Le peintre Louis Soutter (1871-1942) a produit la majeure partie de son œuvre à « l’asile » de Ballaigues, où on l’avait exilé et mis sous tutelle. Évocation d’un artiste méconnu.
L’artiste, le musicien, le peintre Louis Soutter a connu une existence vraiment hors du commun… Il a voulu tout faire, tout connaître, tout entreprendre, mais vraiment sans fil conducteur… A tel point qu’on le prenait souvent pour un fou, ou tout au moins un demeuré.

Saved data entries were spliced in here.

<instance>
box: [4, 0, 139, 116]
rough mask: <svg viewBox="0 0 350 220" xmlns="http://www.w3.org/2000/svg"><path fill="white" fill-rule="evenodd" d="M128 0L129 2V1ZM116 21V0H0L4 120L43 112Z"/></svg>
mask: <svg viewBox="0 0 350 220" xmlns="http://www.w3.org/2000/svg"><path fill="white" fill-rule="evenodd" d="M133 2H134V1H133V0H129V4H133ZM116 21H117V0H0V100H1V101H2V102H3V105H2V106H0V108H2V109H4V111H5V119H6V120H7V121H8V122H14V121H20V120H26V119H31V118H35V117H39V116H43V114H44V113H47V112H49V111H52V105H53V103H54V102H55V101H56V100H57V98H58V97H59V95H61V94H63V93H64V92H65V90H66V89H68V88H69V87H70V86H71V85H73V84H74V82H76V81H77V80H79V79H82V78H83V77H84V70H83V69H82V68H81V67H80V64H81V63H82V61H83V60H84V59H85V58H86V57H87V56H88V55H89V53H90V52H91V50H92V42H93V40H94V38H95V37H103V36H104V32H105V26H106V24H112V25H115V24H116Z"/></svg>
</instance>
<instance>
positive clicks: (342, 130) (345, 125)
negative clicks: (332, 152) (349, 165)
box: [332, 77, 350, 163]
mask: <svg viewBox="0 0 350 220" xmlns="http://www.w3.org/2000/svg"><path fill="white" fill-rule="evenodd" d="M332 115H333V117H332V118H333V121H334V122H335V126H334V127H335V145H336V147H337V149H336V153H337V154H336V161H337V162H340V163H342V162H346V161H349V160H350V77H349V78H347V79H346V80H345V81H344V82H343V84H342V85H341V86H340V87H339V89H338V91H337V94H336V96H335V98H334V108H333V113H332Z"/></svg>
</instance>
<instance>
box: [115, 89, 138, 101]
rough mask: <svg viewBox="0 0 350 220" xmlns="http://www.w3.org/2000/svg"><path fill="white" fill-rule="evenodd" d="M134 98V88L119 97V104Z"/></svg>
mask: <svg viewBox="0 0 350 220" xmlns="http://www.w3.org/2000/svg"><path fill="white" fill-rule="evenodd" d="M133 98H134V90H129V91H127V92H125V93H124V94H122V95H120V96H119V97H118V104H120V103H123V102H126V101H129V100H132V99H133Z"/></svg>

Louis Soutter est né à Morges le 4 juin 1871 dans une bonne famille où son père tenait une pharmacie et sa mère était musicienne. Son cousin n’est autre que Charles-Edouard Jeanneret, plus connu sous le nom de Le Corbusier. Il a commencé des études d’ingénieur à Lausanne avant de se lancer dans l’architecture à Genève. Mais l’importance de la musique chez ses parents et les concerts donnés dans leur maison prédomine et, en 1892, il interrompt tout pour se lancer dans une carrière musicale. Le voilà qui se retrouve à Bruxelles devenant élève violoniste au Conservatoire royal. A cette époque, c’est l’Art Nouveau et cela lui ouvre les portes de la littérature, la poésie, la philosophie, le théâtre et surtout les arts plastiques. Et c’est là aussi, en 1894, qu’il a fait la connaissance d’une jeune Américaine, Madge Fursman, chanteuse qui deviendra son épouse.
Va-et-vient et touche-à-tout
Et Louis Soutter ne va pas en rester là. En 1895, il revient s’installer en Suisse tout en faisant venir sa fiancée Madge. Et il y aura Paris en 1897 avant son émigration aux USA à Colorado Spring, la ville natale de sa femme, où il sera enseignant. Le bonheur sera de courte durée et, en 1903, c’est le divorce et l’artiste revient définitivement à Morges. Il ne se confie jamais au sujet de sa vie privée.
En 1907, il devient violoniste dans le futur Orchestre de la Suisse romande. Il se produit aussi à Morges dans de petits ensembles, ce qui le fait fréquenter les salons morgiens où il rencontre Igor Stravinsky, Charles-Ferdinand Ramuz, ou René Morax. Sa vie aux USA lui avait donné le goût du luxe et de l’élégance. Ses dépenses ont rapidement dépassé ses revenus ! Son frère, qui avait repris la pharmacie familiale, en a eu marre de payer ses frasques et le place sous tutelle. En 1923, les autorités communales de Morges le mettent en pension à l’asile de vieillards de Ballaigues. Comme on disait à l’époque, c’était un « hospice destiné aux vieillards et mourants sans revenus » . Et Louis Soutter n’avait que 52 ans!
A Ballaigues, ses tenues, ses excentricités nuisaient à sa réputation. Sa culture tout comme son œuvre furent incomprises. Vraiment, il sortait du lot ! Bon marcheur, il était autorisé à faire de longues sorties, alors il fuguait… Il essayait de gagner sa vie comme artiste musicien en jouant dans des soirées et en donnant des cours de musique. C’est pourtant dans ce contexte un peu « prisonnier » qu’il a produit l’essentiel de son œuvre picturale. Il a produit des milliers de dessins, au crayon ou à la plume. Il remplissait des cahiers avec des esquisses qu’il ne datait jamais. Le Corbusier s’est intéressé à son œuvre, lui fournissait du papier et le faisait mieux connaître. Mais, en 1940, souffrant d’arthrose, l’artiste ne pouvait plus tenir un crayon… Il se mit dès lors à utiliser ses doigts jusqu’à sa mort en février 1942, à l’âge de 71 ans. Tout cela représentant 19 ans de création d’une grande richesse artistique malgré la simplicité des moyens pour y arriver.